The lawsuit also alleges that when instructors were teaching virtually and in person during the COVID-19 pandemic, school personnel “offered additional compensation to male teachers to teach an additional course during their planning period” but the “plaintiffs were never given the opportunity to receive additional compensation for teaching a course during their planning period.”

The district is facing two counts of violating the Equal Pay Act of 1963, two counts of violating Title IX and two counts of violating the Elliott-Larsen Civil Rights Act.

It is unclear whether or not the two teachers are still employed with Warren Consolidated Schools. District Superintendent Robert Livernois declined to comment on the lawsuit.

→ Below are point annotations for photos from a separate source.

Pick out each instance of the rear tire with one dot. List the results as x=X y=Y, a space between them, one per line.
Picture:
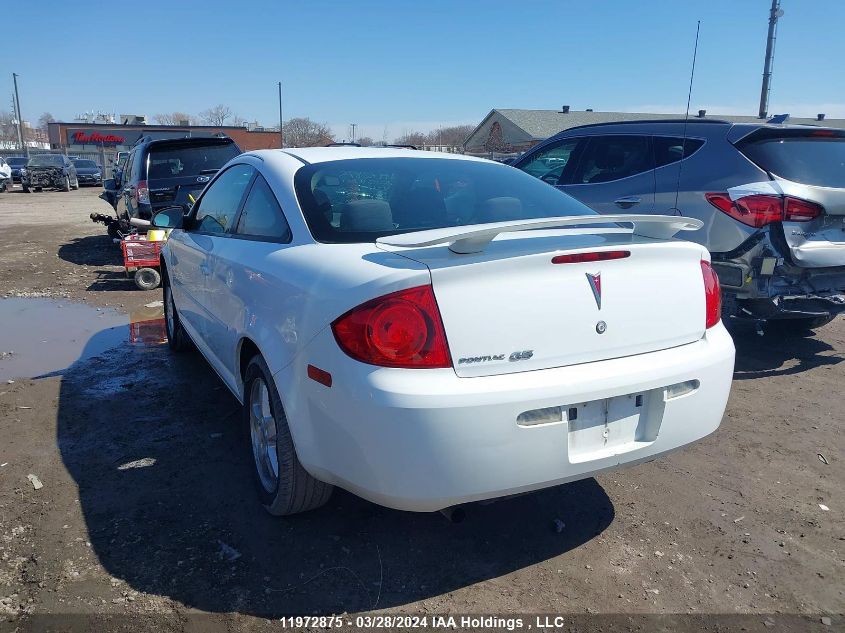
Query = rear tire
x=283 y=485
x=147 y=278
x=177 y=338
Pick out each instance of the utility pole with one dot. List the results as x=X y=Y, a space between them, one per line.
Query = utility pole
x=774 y=13
x=21 y=143
x=281 y=128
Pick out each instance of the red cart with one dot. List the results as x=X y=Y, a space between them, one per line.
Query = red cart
x=141 y=257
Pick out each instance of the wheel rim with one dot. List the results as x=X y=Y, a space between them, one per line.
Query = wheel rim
x=168 y=312
x=262 y=428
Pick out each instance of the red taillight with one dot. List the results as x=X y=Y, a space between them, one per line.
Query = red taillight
x=712 y=295
x=596 y=256
x=402 y=329
x=142 y=193
x=760 y=210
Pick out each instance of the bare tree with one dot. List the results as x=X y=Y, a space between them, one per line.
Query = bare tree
x=175 y=118
x=303 y=132
x=216 y=115
x=44 y=119
x=417 y=139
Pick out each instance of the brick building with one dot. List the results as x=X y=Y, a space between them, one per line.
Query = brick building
x=95 y=137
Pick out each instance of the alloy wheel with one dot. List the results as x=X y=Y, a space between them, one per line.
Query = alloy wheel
x=262 y=429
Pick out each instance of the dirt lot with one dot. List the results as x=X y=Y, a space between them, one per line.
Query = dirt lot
x=147 y=507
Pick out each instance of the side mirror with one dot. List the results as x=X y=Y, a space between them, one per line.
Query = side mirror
x=169 y=218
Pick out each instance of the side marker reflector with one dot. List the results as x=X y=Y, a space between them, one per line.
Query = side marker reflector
x=321 y=376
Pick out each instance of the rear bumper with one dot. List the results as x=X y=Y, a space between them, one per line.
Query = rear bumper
x=423 y=440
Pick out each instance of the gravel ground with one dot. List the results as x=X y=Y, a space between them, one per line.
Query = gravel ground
x=146 y=518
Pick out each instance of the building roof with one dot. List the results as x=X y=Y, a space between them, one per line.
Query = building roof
x=541 y=124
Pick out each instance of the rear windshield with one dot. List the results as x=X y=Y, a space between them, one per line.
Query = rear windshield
x=811 y=160
x=45 y=160
x=362 y=199
x=177 y=161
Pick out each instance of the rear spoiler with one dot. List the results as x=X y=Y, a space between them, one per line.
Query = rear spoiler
x=475 y=237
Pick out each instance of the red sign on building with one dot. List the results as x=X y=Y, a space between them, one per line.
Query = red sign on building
x=95 y=138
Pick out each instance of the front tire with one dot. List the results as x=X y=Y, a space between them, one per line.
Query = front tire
x=283 y=485
x=177 y=338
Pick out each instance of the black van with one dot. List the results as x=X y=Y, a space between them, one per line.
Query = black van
x=167 y=172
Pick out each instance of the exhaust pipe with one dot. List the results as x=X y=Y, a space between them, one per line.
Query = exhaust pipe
x=454 y=514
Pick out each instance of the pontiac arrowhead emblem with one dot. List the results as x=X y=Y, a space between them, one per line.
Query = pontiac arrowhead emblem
x=595 y=284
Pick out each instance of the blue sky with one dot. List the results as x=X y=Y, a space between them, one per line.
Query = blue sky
x=415 y=64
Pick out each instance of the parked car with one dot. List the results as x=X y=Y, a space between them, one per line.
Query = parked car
x=16 y=163
x=117 y=165
x=772 y=199
x=88 y=172
x=49 y=170
x=420 y=347
x=167 y=172
x=5 y=175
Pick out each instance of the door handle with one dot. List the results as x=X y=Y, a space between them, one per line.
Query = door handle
x=628 y=201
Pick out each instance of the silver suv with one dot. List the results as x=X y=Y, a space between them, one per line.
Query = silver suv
x=772 y=198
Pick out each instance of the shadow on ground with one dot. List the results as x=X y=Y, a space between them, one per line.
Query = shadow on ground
x=92 y=250
x=153 y=442
x=776 y=354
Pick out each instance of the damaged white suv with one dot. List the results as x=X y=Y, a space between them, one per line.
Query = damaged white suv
x=772 y=199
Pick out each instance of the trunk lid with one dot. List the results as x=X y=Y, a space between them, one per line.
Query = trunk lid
x=805 y=163
x=509 y=309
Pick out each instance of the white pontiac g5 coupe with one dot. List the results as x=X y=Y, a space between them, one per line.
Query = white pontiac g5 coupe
x=426 y=330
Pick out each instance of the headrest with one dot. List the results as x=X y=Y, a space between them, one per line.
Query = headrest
x=366 y=216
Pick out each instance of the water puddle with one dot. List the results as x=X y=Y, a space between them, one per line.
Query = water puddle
x=41 y=336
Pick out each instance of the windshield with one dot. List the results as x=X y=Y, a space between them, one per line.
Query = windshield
x=45 y=160
x=174 y=162
x=363 y=199
x=816 y=158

“The district is currently in negotiation with the union representing the teachers and can provide no additional comment,” he said via email.

In December 2021, the two plaintiffs met with union representatives to proclaim their complaints about “the discriminatory practices” surrounding the unequal pay and preferential treatment in the school’s social studies department.

Per the lawsuit, union representatives reportedly directed the plaintiffs to the district’s former human resources director, who at the time informed the union the district did not “find validity in the depth and breadth of (the) claims.”

According to the lawsuit, in December 2022, Ryntz and Schoen filed a grievance through their union against the district.

If a settlement can’t be reached, the court has scheduled a jury trial to begin next year, on Jan. 10, 2025, in the Theodore Levin U.S. Courthouse, in Detroit, before Judge Laurie J. Michelson.